CMK version:2.2.0p22
OS version:CentOS 8

Error message:CRITICAL - Cannot make SSL connection.

Output of “cmk --debug -vvn hostname”: (If it is a problem with checks or plugins)

I want to check some appliances like switches. All of them are accessable via https, but all of them use a self signed certificate, some of them are outdated.

=> How to I check the website ignoring a self signed cert and ignoring the lifetime of the cert?

Hi,

I would split your problem into two separate issues.

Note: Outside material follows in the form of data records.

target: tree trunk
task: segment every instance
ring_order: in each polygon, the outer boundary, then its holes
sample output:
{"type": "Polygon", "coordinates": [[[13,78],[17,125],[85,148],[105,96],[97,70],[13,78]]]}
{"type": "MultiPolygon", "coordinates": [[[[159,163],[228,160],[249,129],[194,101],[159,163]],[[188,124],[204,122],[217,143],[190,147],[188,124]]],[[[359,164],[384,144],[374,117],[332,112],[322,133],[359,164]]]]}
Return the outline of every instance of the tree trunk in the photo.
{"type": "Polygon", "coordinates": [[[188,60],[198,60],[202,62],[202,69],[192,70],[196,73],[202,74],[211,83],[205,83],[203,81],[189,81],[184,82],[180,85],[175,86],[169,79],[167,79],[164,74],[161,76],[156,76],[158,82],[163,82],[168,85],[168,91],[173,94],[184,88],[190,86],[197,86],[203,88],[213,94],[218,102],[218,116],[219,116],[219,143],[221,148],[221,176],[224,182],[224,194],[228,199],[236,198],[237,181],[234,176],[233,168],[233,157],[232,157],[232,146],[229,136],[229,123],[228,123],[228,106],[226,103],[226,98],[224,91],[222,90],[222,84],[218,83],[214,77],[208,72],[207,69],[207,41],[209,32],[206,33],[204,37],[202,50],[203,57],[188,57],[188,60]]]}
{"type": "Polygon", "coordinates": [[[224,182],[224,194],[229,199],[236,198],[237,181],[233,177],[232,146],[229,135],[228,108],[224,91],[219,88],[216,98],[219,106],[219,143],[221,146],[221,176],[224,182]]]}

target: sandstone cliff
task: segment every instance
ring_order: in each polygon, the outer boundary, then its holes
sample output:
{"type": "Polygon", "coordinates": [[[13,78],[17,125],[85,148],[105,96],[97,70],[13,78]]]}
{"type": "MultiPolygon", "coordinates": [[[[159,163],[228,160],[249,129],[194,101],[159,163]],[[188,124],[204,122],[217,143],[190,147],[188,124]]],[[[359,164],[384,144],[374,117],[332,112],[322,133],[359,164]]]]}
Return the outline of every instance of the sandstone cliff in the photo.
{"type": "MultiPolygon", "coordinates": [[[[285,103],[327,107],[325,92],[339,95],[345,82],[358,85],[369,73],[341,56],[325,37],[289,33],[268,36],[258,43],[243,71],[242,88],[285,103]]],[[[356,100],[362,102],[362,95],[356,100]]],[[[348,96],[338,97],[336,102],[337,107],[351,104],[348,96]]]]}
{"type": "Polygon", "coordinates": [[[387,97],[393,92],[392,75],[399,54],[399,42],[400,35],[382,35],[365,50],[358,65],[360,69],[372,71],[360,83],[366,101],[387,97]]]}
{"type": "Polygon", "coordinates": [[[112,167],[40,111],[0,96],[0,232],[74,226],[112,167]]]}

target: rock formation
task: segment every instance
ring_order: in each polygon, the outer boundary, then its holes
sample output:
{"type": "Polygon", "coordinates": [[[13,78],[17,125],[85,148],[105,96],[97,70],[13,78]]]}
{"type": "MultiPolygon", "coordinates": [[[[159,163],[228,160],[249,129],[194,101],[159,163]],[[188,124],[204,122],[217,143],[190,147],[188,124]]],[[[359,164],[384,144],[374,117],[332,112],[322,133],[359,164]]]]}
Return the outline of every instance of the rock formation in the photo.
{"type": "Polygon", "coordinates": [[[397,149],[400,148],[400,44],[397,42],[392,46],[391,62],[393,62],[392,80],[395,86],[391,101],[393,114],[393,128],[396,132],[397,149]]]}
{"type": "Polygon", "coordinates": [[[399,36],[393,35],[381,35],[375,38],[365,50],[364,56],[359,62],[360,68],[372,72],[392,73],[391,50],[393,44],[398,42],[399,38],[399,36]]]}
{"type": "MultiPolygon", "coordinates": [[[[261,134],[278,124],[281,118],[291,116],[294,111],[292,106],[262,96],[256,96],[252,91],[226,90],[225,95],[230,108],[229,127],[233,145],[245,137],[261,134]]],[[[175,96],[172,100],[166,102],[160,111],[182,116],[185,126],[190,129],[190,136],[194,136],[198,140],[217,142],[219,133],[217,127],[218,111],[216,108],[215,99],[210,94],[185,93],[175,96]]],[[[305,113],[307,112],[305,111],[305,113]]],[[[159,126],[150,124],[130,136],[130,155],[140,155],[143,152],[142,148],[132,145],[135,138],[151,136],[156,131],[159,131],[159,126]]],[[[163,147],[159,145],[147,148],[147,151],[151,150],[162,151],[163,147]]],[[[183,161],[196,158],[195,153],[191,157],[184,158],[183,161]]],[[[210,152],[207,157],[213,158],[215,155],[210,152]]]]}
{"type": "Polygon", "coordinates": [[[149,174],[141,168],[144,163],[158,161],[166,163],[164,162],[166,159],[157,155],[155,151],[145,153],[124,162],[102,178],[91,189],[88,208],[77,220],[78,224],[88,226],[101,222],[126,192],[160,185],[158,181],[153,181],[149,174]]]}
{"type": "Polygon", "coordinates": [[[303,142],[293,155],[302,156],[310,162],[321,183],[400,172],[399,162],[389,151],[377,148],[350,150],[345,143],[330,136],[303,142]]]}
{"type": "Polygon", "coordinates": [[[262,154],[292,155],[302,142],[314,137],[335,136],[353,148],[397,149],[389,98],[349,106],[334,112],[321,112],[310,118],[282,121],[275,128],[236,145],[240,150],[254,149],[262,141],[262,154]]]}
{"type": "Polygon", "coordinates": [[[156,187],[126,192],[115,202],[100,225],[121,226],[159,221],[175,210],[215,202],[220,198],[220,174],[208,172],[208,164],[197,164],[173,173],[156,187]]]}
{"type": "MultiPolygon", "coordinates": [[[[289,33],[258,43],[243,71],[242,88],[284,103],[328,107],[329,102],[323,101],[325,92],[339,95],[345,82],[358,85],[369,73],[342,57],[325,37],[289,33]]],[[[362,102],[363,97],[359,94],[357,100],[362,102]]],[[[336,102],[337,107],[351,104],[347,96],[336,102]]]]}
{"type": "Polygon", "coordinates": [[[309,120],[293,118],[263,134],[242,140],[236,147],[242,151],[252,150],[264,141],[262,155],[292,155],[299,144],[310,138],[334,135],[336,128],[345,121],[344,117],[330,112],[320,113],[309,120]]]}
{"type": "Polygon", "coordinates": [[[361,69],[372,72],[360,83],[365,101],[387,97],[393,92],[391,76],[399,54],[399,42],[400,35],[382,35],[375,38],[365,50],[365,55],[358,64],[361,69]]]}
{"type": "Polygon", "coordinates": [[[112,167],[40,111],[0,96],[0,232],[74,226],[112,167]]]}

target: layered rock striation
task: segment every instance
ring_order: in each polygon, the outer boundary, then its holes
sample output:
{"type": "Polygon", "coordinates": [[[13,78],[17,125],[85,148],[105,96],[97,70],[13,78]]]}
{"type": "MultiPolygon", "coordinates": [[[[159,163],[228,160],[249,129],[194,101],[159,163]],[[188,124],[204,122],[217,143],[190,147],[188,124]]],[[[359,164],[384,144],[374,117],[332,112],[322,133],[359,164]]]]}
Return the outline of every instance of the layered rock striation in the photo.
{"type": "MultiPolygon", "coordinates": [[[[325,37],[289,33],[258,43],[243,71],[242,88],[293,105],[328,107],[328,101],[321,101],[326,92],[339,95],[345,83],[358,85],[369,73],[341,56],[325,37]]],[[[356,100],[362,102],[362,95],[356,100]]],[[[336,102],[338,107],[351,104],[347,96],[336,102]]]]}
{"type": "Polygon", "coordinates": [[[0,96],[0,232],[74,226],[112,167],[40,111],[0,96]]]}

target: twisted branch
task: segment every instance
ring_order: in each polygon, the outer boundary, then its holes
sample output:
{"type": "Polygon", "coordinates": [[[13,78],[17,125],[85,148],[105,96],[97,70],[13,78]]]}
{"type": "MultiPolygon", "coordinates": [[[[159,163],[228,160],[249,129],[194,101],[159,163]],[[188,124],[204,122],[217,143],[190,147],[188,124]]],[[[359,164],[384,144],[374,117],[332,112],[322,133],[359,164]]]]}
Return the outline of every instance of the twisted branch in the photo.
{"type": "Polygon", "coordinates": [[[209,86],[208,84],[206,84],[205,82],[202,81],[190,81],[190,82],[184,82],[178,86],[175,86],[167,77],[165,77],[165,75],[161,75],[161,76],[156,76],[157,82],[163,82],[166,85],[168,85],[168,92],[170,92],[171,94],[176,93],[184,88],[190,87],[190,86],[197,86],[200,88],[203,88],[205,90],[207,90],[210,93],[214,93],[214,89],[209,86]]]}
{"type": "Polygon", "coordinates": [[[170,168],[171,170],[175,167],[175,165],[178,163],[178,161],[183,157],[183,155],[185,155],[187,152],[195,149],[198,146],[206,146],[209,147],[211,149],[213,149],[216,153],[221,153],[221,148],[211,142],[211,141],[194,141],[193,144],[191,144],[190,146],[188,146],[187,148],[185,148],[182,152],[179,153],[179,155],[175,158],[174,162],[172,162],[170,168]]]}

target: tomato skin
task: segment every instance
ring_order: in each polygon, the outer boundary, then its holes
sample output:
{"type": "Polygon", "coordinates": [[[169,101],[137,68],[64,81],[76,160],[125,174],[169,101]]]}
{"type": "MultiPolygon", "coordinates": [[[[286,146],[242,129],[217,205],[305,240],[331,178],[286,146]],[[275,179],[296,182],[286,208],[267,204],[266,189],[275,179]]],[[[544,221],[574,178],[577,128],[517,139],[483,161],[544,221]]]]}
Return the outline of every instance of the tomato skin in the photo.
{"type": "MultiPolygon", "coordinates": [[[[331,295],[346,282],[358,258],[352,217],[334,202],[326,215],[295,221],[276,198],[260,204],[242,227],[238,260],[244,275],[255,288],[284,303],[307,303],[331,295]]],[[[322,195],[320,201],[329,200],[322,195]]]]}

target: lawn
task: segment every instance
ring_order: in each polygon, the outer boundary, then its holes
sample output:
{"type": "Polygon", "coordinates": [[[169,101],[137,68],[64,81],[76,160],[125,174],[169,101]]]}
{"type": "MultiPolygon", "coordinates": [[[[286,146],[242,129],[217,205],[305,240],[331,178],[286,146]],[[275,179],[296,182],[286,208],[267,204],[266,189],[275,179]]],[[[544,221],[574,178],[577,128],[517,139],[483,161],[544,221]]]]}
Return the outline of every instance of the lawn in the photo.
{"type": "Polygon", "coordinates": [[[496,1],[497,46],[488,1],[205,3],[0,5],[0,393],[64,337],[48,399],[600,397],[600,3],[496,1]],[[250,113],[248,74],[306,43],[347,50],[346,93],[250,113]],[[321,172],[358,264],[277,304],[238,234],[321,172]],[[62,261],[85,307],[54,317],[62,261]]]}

  1. Expired certificates … just why … even appliances and/or switches have a way of regenerating/renewing certificates, and there is a very good reason to only deal with valid certificates.
    Read https://www.crowdstrike.com/blog/the-risks-of-expired-ssl-certificates/

  2. If dealing with Self-Signed certificates a/the system checking ( in your case CMK) will try to resolve a/the CA-path/certificate which signed the certificate.
    This means you would need to add your self-signed certificate also as a trusted CA-certificate to your CMK-box so when the certificate is checked it can lookup itself as CA-certificate.

update
I dug a bit deeper, and tested it on a RockyLinux9.3 box ( quite similar to CentOS8)

To start out i had a certificate which when i tried to pull something over curl complained about the certificate in use from the box:

[root@monitor ~]# curl https://testbox.mydomain.test
curl: (60) SSL certificate problem: unable to get local issuer certificate
More details here: https://curl.se/docs/sslcerts.html

curl failed to verify the legitimacy of the server and therefore could not
establish a secure connection to it. To learn more about this situation and
how to fix it, please visit the web page mentioned above.

To solve this issue i needed to add the certificate to the CA-truststore on the system, so that curl no longer complains about the issuer.

Commandline used to solve it:

 openssl s_client -connect testbox.mydomain.test:443 -showcerts 2>/dev/null </dev/null | awk '/^.*'"testbox.mydomain.test"'/,/-----END CERTIFICATE-----/{next;}/-----BEGIN/,/-----END CERTIFICATE-----/{print}' >>/etc/pki/tls/certs/ca-bundle.crt

After this i tested again if curl was still complaining… it was not, so now the system trusts the (self-signed) certificate.